— Но у меня есть мой долг! — рявкнул граф. Он посмотрел на Чендоса:
— Есть у меня долг, сэр Джон?
— Несомненно, милорд, — утешил его Чендос. — С другой стороны, долг можно рассматривать с разных точек зрения. И может вполне оказаться, что переговоры с твоим троллем из подземелья — лучший способ выполнения этого долга.
— Ты так считаешь? — спросил граф. У него не было длинной бороды, как у Каролинуса, чтобы жевать ее, выражая недовольство в подобных случаях. Но Джиму показалось, что, будь у графа борода, он бы ее жевал.

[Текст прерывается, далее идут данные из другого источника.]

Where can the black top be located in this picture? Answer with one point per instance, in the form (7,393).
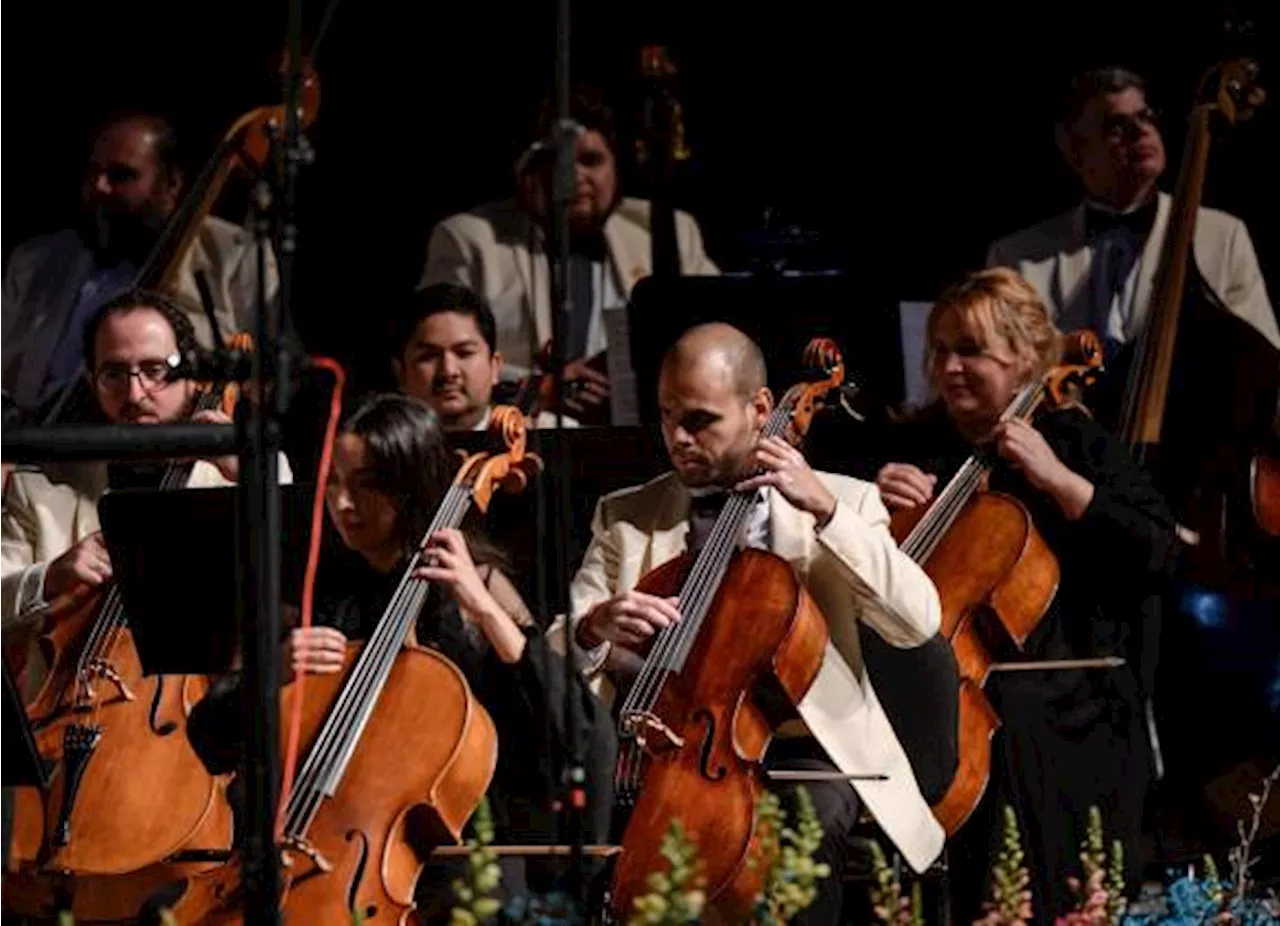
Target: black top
(525,699)
(1114,559)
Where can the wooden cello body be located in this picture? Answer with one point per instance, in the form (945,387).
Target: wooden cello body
(411,785)
(398,752)
(694,724)
(991,560)
(140,776)
(708,735)
(995,575)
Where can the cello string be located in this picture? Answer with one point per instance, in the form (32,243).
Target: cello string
(704,579)
(383,643)
(922,542)
(371,669)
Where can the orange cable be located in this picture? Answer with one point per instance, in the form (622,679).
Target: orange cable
(295,722)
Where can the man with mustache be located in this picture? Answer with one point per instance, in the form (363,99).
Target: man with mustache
(499,250)
(444,355)
(1095,264)
(54,283)
(832,530)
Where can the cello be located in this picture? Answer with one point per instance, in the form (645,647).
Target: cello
(1197,423)
(379,789)
(246,146)
(128,797)
(693,735)
(983,553)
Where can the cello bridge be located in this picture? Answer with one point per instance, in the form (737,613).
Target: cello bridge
(650,733)
(300,844)
(105,670)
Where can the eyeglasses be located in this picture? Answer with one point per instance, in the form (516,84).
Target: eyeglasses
(1120,124)
(152,374)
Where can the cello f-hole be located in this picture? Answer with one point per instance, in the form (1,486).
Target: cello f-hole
(359,875)
(159,729)
(704,760)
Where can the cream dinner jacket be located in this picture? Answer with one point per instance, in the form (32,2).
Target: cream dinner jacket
(854,571)
(499,252)
(1054,256)
(228,256)
(46,512)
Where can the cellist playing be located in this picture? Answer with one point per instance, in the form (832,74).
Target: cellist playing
(832,530)
(1070,738)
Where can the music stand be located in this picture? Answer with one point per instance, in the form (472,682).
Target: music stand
(19,761)
(176,564)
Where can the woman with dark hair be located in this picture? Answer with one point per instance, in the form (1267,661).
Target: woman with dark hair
(391,469)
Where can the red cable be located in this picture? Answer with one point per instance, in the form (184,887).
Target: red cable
(330,433)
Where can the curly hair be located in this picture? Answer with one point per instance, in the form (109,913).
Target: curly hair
(174,310)
(1000,309)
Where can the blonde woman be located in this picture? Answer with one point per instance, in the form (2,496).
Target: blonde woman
(1070,739)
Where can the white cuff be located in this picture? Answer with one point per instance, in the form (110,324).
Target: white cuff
(31,593)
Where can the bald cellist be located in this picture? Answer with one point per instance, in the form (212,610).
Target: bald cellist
(714,401)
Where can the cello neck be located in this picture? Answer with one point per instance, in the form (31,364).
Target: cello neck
(339,735)
(951,501)
(673,643)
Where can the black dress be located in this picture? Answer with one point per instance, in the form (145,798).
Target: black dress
(1070,739)
(525,699)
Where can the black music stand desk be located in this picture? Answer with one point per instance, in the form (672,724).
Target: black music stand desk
(176,559)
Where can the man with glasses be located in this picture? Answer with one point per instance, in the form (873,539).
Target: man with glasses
(50,543)
(132,186)
(1095,264)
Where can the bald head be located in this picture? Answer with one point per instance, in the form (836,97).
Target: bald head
(722,351)
(713,404)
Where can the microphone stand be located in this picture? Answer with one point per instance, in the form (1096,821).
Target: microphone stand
(565,138)
(260,576)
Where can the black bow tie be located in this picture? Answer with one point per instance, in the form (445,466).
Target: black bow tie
(707,505)
(1102,220)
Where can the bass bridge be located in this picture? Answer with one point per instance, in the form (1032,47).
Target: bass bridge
(78,744)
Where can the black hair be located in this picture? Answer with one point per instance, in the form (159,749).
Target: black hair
(172,308)
(411,462)
(443,297)
(167,147)
(1091,83)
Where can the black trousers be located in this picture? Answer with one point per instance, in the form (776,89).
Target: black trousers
(836,806)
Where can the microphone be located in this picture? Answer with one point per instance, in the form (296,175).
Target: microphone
(543,147)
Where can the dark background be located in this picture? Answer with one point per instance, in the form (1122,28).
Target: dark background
(905,137)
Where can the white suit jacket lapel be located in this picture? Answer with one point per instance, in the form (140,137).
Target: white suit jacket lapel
(1150,263)
(630,252)
(1073,264)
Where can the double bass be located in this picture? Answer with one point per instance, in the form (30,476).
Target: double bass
(984,556)
(246,146)
(1196,422)
(693,735)
(379,788)
(128,798)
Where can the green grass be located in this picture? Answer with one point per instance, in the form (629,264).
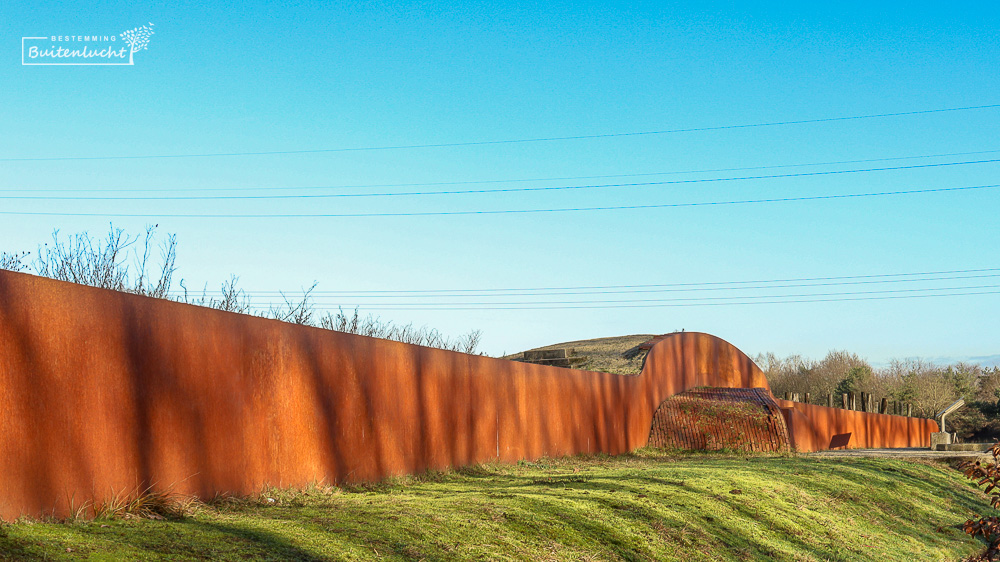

— Конечно, милорд, — быстро сказал Джим, надеясь, что обнаружил брешь в обороне графа. — Вообще говоря, ты единственный, с кем тролль согласен иметь дело. Он, конечно, не будет говорить ни с кем, кроме тебя, и предварительные переговоры, скорее всего, абсолютно необходимы для той цели, которой ты хочешь добиться, — не допустить дальнейшего расшатывания замка, не допустить появления новых трещин в стенах.
— Ты знаешь об этом? — рявкнул граф, наливаясь яростью. Брови его сдвинулись.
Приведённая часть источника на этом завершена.